IMMUNOMEDICS, INC. RESTRICTED STOCK UNITS NOTICE UNDER THE IMMUNOMEDICS, INC. 2014 LONG-TERM INCENTIVE PLAN

EX-10.2 3 d82334dex102.htm EX-10.2 EX-10.2

Exhibit 10.2

EXECUTION COPY

IMMUNOMEDICS, INC.

RESTRICTED STOCK UNITS NOTICE

UNDER THE

IMMUNOMEDICS, INC.

2014 LONG-TERM INCENTIVE PLAN

 

Name of Grantee:

David M. Goldenberg

This Notice evidences the award of restricted stock units (each, an “RSU,” and collectively, the “RSUs”) of Immunomedics, Inc., a Delaware corporation (the “Company”), that have been granted to you pursuant to the Immunomedics, Inc. 2014 Long-Term Incentive Plan (the “Plan”) and conditioned upon your agreement to the terms of the attached Restricted Stock Units Agreement (the “Agreement”). This Notice constitutes part of and is subject to the terms and provisions of the Agreement and the Plan, which are incorporated by reference herein. Each RSU is equivalent in value to one share of the Company’s Common Stock and represents the Company’s commitment to issue one share of the Company’s Common Stock at a future date, subject to the terms of the Agreement and the Plan. The RSUs are credited to a separate account maintained for you on the books and records of the Company (the “Account’). All amounts credited to the Account will continue for all purposes to be part of the general assets of the Company.

Grant Date: July 14, 2015

Number of RSUs: 1,500,000

Vesting Schedule: All of the RSUs are nonvested and forfeitable as of the Grant Date. So long as your Service (as defined in the Agreement) is continuous from the Grant Date through the applicable date upon which vesting is scheduled to occur (except as set forth below), the RSUs shall vest as follows:

 

    The table below sets forth the performance milestones (each, a “Performance Milestone”) that apply to the RSUs. The number of RSUs set forth opposite each Performance Milestone in the table shall ONLY become vested on or after the third anniversary of the Grant Date and upon the successful achievement of that Performance Milestone provided that (i) such achievement occurs on or before the fifth anniversary of the Grant Date (the “Expiration Date”) and (ii) either your Service with the Company is continuous from the Grant Date through the third anniversary of the Grant Date or your Service with the Company terminates prior to the achievement of the Performance Milestone but after the third anniversary of the Grant Date as a result of (a) your termination of employment for Good Reason, (b) your employment terminates and you become entitled to payment pursuant to Section 13(c)(iv) of the Employment Agreement, (c) your termination of employment because of Permanent Disability, or (d) your death, in which case, notwithstanding such termination, the RSUs will vest if the Performance Milestones below are achieved by the Expiration Date.


Performance Milestones

   Number of
RSUs Eligible to
Vest
 

Fair Market Value of one share of Immunomedics, Inc. Common Stock, on the Nasdaq Stock Market or other US established securities exchange or market on which the average closing price is US $7.35 or higher for the prior 30 consecutive trading days

     500,000 RSUs   

Fair Market Value of one share of Immunomedics, Inc. Common Stock, on the Nasdaq Stock Market or other US established securities exchange or market on which the average closing price is US $11 or higher for the prior 30 consecutive trading days

     500,000 RSUs   

Fair Market Value of one share of Immunomedics, Inc. Common Stock, on the Nasdaq Stock Market or other US established securities exchange or market on which the average closing price is US $15 or higher for the prior 30 consecutive trading days

     500,000 RSUs   
  

 

 

 

Total

  1,500,000 RSUs   
  

 

 

 

For avoidance of doubt, if the Fair Market Value of one share of Common Stock is $15 or more based on the average closing price for 30 consecutive trading days at a time when no other Performance Milestones have previously been satisfied, then the Performance Milestones will be deemed satisfied with respect to all RSUs.

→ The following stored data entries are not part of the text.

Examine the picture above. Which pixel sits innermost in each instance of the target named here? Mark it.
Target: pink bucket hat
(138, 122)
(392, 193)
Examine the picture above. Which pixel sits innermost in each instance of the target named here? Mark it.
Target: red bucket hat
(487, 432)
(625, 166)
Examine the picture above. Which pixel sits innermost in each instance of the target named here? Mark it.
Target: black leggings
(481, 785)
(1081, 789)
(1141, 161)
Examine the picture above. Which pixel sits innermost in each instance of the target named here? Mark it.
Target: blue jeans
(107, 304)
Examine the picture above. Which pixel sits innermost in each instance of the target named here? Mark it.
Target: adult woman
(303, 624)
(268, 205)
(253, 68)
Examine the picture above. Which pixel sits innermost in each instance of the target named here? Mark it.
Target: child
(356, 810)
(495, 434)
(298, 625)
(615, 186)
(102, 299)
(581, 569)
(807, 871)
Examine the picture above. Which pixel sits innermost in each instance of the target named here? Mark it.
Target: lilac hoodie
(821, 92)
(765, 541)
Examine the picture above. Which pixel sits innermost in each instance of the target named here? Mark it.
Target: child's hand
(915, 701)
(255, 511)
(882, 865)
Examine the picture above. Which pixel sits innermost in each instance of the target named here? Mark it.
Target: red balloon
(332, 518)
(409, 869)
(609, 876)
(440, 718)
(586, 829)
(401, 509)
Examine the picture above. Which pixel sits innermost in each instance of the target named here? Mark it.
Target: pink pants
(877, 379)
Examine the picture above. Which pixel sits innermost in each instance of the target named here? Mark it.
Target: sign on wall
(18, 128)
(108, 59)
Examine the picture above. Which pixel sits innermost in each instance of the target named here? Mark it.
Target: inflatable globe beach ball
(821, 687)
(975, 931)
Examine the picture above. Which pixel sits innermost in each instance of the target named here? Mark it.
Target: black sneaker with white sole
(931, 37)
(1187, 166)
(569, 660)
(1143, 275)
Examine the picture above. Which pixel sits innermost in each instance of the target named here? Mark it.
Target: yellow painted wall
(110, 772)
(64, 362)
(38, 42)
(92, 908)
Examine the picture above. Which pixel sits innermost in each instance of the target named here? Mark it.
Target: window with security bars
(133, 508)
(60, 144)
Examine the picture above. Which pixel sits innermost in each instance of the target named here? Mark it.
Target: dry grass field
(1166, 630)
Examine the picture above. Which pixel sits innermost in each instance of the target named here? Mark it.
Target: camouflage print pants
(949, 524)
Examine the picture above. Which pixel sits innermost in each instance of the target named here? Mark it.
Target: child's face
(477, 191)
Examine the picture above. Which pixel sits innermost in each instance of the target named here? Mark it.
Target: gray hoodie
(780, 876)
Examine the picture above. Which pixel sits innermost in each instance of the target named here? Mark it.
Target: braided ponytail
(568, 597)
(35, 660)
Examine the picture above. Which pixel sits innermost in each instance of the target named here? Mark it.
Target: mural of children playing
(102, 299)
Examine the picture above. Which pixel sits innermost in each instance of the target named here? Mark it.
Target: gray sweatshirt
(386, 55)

Subject to the Service conditions set forth above, in the event of a Change of Control prior to the Expiration Date, all unvested RSUs will vest, if at all, based on the actual price per Common Share as of the date of the Change of Control. For purposes of determining whether the Performance Milestones are satisfied in such case, the relevant measure will be the Fair Market Value of a Common Share based on the consideration payable in connection with and as of the date of the Change of Control without regard to the prior 30 consecutive trading days.

 

/s/ Peter Pfreundschuh

 

Immunomedics, Inc. Date July 14, 2015

 

 

I acknowledge that I have carefully read the Agreement and the prospectus for the Plan. I agree to be bound by all of the provisions set forth in those documents. I also consent to electronic delivery of all notices or other information with respect to the RSUs or the Company.